Cash is the chairman of the NCEF, which is sponsored by the American Petroleum Institute (API) — the largest trade association for the oil and gas industry in the United States. Evidence of API’s sponsorship of the North Carolina based group has all but been removed from NCEF’s website since this story broke, but it is still visible by scrolling down to the fine print.
When asked about the presence of homeless people in his group of supporters by the Asheville Citizen Times, Cash responded in a one-sentence email: “There was a homeless person who, once identified, was politely asked to leave.”
Anti-fracking activists insist that there was more than one homeless person at the hearing, and that they were being compensated for their attendance. “One of them showed me a card for the Bethesda Center for the Homeless,” said Ashby, adding that when she asked this man why he was there, he rubbed his fingers together, implying he had been paid.

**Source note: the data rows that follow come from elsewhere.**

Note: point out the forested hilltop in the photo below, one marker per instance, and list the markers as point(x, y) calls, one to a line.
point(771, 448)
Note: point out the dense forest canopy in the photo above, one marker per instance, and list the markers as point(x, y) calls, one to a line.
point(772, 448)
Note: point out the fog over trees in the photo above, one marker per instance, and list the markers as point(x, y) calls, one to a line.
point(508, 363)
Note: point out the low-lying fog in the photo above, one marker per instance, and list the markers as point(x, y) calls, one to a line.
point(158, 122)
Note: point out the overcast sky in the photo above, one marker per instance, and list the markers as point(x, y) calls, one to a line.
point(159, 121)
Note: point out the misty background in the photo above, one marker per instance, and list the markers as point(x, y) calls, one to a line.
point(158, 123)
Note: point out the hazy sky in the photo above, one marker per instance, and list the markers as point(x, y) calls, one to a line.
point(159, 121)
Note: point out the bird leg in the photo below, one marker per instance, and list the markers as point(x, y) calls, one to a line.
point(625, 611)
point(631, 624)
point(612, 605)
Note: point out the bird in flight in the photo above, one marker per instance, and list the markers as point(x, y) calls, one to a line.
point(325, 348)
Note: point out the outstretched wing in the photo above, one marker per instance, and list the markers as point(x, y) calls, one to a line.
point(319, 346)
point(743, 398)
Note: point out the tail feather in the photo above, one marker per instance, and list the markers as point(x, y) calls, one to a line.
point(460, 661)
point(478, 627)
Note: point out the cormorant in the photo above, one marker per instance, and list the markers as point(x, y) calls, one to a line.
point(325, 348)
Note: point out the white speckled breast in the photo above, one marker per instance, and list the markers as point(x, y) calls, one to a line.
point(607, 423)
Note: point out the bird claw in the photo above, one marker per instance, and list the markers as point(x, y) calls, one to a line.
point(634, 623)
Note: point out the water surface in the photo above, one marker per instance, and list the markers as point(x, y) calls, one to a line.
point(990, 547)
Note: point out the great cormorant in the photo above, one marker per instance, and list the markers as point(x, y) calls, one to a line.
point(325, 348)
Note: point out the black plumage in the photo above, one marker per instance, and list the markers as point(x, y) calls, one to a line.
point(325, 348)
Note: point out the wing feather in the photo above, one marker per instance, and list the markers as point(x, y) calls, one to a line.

Another man told Susan Crotts of BREDL that “he was given a sandwich to be there, and felt duped.”
Additionally, a video of shale supporters in Cullowhee posted on Facebook by BREDL shows three men clad in pro-fracking apparel, who did not seem to know what the hearing was about. “I feel like we didn’t know about none of this stuff,” Winston-Salem resident Christian Bradshaw says in the video. Ashby, the activist who is shown questioning the men, said in a phone interview that most of the people she spoke to “didn’t know what the word fracking meant.”
The t-shirted shale supporters were being escorted by Cash and another employee of the NCEC, and were reluctant to speak to the anti-fracking activists when these men were around, as seen in the video. Ashby told ThinkProgress that Bradshaw expressed fear of being denied the three-hour-long bus ride home if he elaborated on his previous comments.
Over 600 people were present at the hearing. The overwhelming majority were opposed to fracking. According to anti-fracking activists, 90 people from across the state of North Carolina spoke against fracking. No one in Cash’s party of shale supporters, or anyone else for that matter, spoke in favor of the industrial practice. Concerns spanned a wide array of issues, from public health, to tourism, and property rights.
The first drilling permits in North Carolina become available on July 1, 2015.